Sensphere: from static website to secure clinical operating platform

Sensphere is a specialist therapy and sensory clinic founded by Cherif Larbaoui. The clinic works with children and families navigating sensory, developmental, and emotional challenges. Parents researching support for their children are often under significant stress. They need clarity fast, and they need to feel they have found somewhere that understands the weight of what they are dealing with.

For a clinical practice, the public website has to communicate expertise and warmth quickly enough that an anxious parent stays, reads, and takes the step of making contact. It also has to project enough professional credibility for a referral from a GP or school to feel appropriate.

The operational problem ran deeper than the public site. Sensphere needed to manage referrals, intake documentation, client records, appointments, invoices, and secure communications in a way that was compliant with data protection obligations and practical for a small clinical team to use every day. Stitching together email threads, paper forms, spreadsheets, and disconnected tools would have created administrative overhead and a compliance posture that was difficult to audit.

The public site and operational platform were designed together rather than separately. Building the website first and the portal later would have produced two things that worked independently but felt disconnected. Building them as a single application from day one meant every design decision about the public site was informed by the full picture of how the practice operates.

The public site was structured around the needs of a parent discovering the clinic for the first time: what the clinic does, which children it helps, how the assessment process works, and how to make contact or request a referral. The three-pillar service model was brought forward as the organising framework because it mirrors the way parents think about their child's needs.

Security and data compliance were treated as architectural decisions. The clinic works with sensitive child and family information, so a breach or compliance failure would not be a minor business inconvenience. Every part of the platform that touches personal data was built with that responsibility in mind.

The platform runs on Next.js 16 with the App Router, React 19, TypeScript, and Tailwind CSS 4, with Sanity CMS providing content management for the public site.

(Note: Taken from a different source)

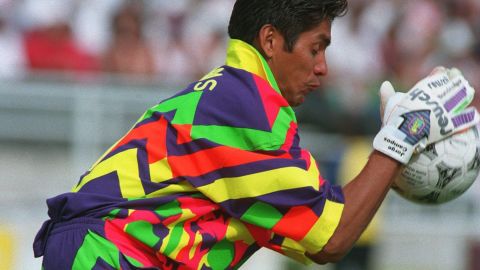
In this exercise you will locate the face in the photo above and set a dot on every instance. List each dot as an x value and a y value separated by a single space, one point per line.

The client portal uses Clerk authentication with four role types covering clients, staff, admin, and editorial access.

Prisma handles the database layer across 30 models covering intake, documents, messages, milestones, referrals, appointments, invoices, audit events, GDPR flows, and portal settings. Documents are stored privately on Vercel Blob with signed download tokens and audit trail logging. Stripe handles invoice checkout and webhook payment events. Resend handles transactional and contact email. Upstash Redis provides rate limiting across API routes.

Observability was built in from the start. Sentry monitors server, client, and edge surfaces. Analytics runs through consent-gated GA4 and Meta Pixel with route policies that prevent tracking from firing in portal, admin, or studio areas where clinical data is present.

Production hardening covers CSP nonces, CSRF tokens, no-store cache headers on portal routes, environment validation on startup, and a CI pipeline running lint, formatting, typecheck, security audit, unit tests with coverage, Playwright tests over full user flows, and Axe accessibility checks.

Sensphere now operates from a single platform that serves the practice digitally. Families arrive at a public site that communicates expertise, warmth, and clinical credibility in the right proportions. Referrals come through a validated contact flow. Intake documentation is collected through the portal with audit-logged acknowledgement.

Clinical staff manage documents, milestones, and communications from a dedicated interface. Invoices are sent and paid through Stripe without leaving the platform. Every action that touches personal data generates an audit event.

The practice no longer depends on email threads for document exchange, spreadsheets for case tracking, or separate tools for invoicing and booking. The administrative overhead that typically consumes clinical time now has a dedicated digital layer to absorb it.

The Sanity content architecture was introduced mid-build rather than specified upfront. It works well in the final state, but the integration required rework of page components that had already been built as static. Specifying the full content management scope in week one and building Sanity schemas before page components would have saved several days of rework and produced a cleaner separation between content and presentation from the start.